The north accused the US, a signatory of the armistice, of "dragging" the south into the naval inspections programme as part of its "hostile policy" against Pyongyang, adding that it could not guarantee the safety of South Korean and US naval vessels sailing near the disputed western Korean sea border.

The north appeared to have made good on a threat to restart its main nuclear reactor, which it had started to dismantle two years ago as part of a now ruined aid-for-disarmament deal reached at six-party talks in Beijing.

The regime walked away from the talks and threatened to resume plutonium production last month after the UN security council condemned its test-launch of a long-range ballistic missile on 5 April.

Chosun Ilbo, a South Korean newspaper, carried unconfirmed reports that US spy satellites had spotted steam rising from the north's main Yongbyon plant. The facility is capable of reprocessing spent nuclear fuel rods used in the production of weapons-grade plutonium.

There were no signs that it had actually started extracting a new batch of plutonium, a process experts said could take up to a year.

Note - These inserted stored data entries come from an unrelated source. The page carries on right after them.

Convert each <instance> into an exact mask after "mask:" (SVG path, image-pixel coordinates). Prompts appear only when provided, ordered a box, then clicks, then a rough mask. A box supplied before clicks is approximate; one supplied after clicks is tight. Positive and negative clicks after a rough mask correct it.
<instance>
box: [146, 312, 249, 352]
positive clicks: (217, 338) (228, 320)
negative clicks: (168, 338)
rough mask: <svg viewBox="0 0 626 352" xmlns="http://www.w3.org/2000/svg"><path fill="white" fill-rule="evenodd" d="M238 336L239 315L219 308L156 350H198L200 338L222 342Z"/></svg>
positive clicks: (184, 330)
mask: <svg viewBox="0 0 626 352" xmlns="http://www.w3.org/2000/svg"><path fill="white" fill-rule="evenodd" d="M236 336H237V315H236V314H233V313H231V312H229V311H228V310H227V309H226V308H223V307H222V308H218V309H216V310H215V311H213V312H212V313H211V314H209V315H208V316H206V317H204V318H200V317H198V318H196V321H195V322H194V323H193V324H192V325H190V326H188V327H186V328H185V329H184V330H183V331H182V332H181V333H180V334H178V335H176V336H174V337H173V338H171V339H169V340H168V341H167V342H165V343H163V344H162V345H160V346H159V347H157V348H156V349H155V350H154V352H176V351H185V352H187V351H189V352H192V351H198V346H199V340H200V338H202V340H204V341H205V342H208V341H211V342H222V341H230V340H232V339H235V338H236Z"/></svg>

Fears that the north's dormant nuclear weapons programme has been restarted were heightened by reports of sporadic activity at the Soviet-era plant in recent weeks, including sightings of vehicles carrying chemicals through its front gates.

North Korea is thought to possess between five and seven nuclear weapons and enough fuel rods to produce another bomb by the end of the year.

In Seoul, a military spokesman said the north had test-fired another three short-range missiles yesterday from a base near the east coast city of Hamhung into the Sea of Japan.

The most recent launches have been interpreted as a warning to the US not to attempt to collect radiation data from its coastline after the Pentagon sent a surveillance aircraft close to North Korean airspace on Monday.

Although the regime is believed to be some way off perfecting the technology to attach nuclear devices to its missiles, the flurry of military activity this week has increased the pressure on the UN to act quickly.

The 15-member security council condemned the test after emergency talks on Monday and is expected to meet again soon to discuss a new resolution that could include fresh sanctions.

While the world considered its response, North Korean military officials celebrated Monday's test at a sports stadium in Pyongyang. The KNCA quoted Choe Thae-bok, a high ranking party official, as saying that the test was intended to protect the country against "the US imperialists' unabated threat to mount a pre-emptive nuclear attack and [place] sanctions and pressure on it".

There was more rhetoric from the North Korean party newspaper, the Rodong Sinmun, which said the country was "fully ready for battle" against the US and accused Barack Obama of "following in the footsteps of the previous Bush administration's reckless policy of militarily stifling North Korea".